It's Halloween so I'm thinking about candy. And, I'm just recently back from the NAHB Building Systems Housing Summit which was held in the chocolate-candy capital, Hershey PA. early this month. What I learned is sweet, more treats than tricks.
NAHB economist Robert Dietz told us that the housing industry forecast for 2017 is an estimated 841,000 single family starts, up 7% vs. 2016. Home buyer demand is strong, fueled by positive demographics, job growth and continued low interest rates. But a labor shortage and energy regulations have created some headwinds.
NAHB's forecast for single family housing starts in 2018 is up another 7% to 900,000 units. This compares to the trough of the market, March 2009, of 353,00 single family starts. A "normal" single family market is over 1 million starts. We are climbing back to "normal," but gradually. Regulatory costs, for example, have increased 29% over the last five years. There are fewer lots available on which to build. The construction industry's labor force is getting older, less productive and harder to find.
But strong home buyer demographics, job growth and the restoration of home equity has driven growth and will continue to do so. Real estate home equity is back up to $14 trillion from a low of $6 trillion. Housing growth is expected, despite a likely rise in interest rates to 5% next year. I bought my first house when rates were 17%!
Gen Xers and Millennials are of home buying age and household formation is growing. But student debt and auto loan debt are larger than ever; this is a drag, according to Dietz of the NAHB. So, baby boomers it seems, remain the strongest buyers which is reflected in the rising size of homes, up to a median 2,430 square feet in 2016 for site-built and 2,847 for panelized homes. The average time it takes to build a site-built house is 6.6 months vs. 5.8 months for building a panelized house, according to NAHB.

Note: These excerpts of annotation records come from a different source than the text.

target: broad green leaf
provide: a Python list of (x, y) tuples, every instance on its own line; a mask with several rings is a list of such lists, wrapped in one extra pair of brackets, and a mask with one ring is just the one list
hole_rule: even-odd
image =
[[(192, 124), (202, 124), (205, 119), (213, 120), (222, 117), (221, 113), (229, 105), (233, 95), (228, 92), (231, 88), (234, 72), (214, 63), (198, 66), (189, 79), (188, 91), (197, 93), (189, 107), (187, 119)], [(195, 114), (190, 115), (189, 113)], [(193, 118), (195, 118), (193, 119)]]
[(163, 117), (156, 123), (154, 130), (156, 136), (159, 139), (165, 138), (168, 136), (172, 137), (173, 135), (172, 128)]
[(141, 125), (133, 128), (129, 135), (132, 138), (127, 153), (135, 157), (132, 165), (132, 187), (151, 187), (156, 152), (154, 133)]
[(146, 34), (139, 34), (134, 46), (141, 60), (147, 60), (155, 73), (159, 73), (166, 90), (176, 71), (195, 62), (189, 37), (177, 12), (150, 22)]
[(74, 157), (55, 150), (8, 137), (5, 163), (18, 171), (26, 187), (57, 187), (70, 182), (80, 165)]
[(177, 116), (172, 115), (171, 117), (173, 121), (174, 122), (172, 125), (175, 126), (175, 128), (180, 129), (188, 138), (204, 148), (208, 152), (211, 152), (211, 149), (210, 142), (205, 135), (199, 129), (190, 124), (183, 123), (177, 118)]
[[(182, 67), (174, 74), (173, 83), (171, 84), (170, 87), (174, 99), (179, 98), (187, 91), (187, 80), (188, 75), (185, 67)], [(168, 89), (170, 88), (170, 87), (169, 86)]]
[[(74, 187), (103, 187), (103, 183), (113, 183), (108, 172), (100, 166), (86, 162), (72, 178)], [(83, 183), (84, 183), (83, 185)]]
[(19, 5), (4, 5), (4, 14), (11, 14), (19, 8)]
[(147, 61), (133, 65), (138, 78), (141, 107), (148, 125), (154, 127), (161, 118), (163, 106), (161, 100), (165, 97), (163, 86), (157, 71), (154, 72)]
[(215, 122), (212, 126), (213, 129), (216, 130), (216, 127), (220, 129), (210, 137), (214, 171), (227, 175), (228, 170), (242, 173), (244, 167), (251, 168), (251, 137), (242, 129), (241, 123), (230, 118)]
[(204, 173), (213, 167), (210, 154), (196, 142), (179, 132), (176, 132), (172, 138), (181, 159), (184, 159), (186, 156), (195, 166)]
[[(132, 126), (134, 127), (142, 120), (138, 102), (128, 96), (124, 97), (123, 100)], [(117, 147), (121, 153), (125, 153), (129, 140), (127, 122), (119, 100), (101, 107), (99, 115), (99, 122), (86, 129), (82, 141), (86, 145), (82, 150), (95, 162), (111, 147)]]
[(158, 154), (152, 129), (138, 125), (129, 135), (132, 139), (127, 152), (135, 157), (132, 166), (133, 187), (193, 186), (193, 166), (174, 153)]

The remodeling market is also strong, a prediction I've made here before. The housing stock is getting older; about 30% of the housing stock is over 50 years old. Existing houses are less expensive than new ones, and these old houses are in neighborhoods where people want to live. The remodeling market will grow 14% in 2017, according to NAHB. For the next two years remodeling grows a little more, by 7% total, which is a conservative estimate, I think.
When I interview industry suppliers, builders and architects about their own business and the economy, here is what they say:
"Clients are upbeat, but negotiating price is the new normal. The 'never hurts to ask' (for a lower price) is here to stay."
"Business is good due to improved consumer confidence."
"The adaptive re- use from schools, factory buildings and military facilities…into apartments…is a very active market segment. We also see a lot of University work."
"We have record orders and should meet our aggressive growth goal this year. But we saw a noticeable slow down after the hurricanes, which lasted two weeks."
"Clients are in a hurry, then they're not. Decision paralysis is due to too many choices and voices, exacerbated by the internet and the know-it-all brother-in-law."
"We will not see a housing 'boom' until mortgage lending standards are loosened."
Our own research (among our 10 million home buyers and remodeling consumers) underscores NAHB data: the industry is not building as many units as "the good old days," but houses are bigger and more expensive. Whole- house renovation is strong, in metro markets, where land values have escalated quickly. Traditional building and renovation is also robust as delayed projects come back.
A recent survey we sent asked: "what factors do you see contributing to the growth of our industry?" The answers ranged from "Republican majority," to "pent up demand," to "baby boomers." When asked, "what factors might contribute to a decline in the industry?" answers ranged from "difficulty getting wood from Canada," to "energy codes," to "rising material costs and a labor shortage."
GDP growth is expected to go up 2.2% in 2017 and another 2.3% in 2018. Prior to 2007 GDP growth was more like 3.4%. The boom-times are in the rear-view mirror but up ahead looks positive albeit with a few speed bumps.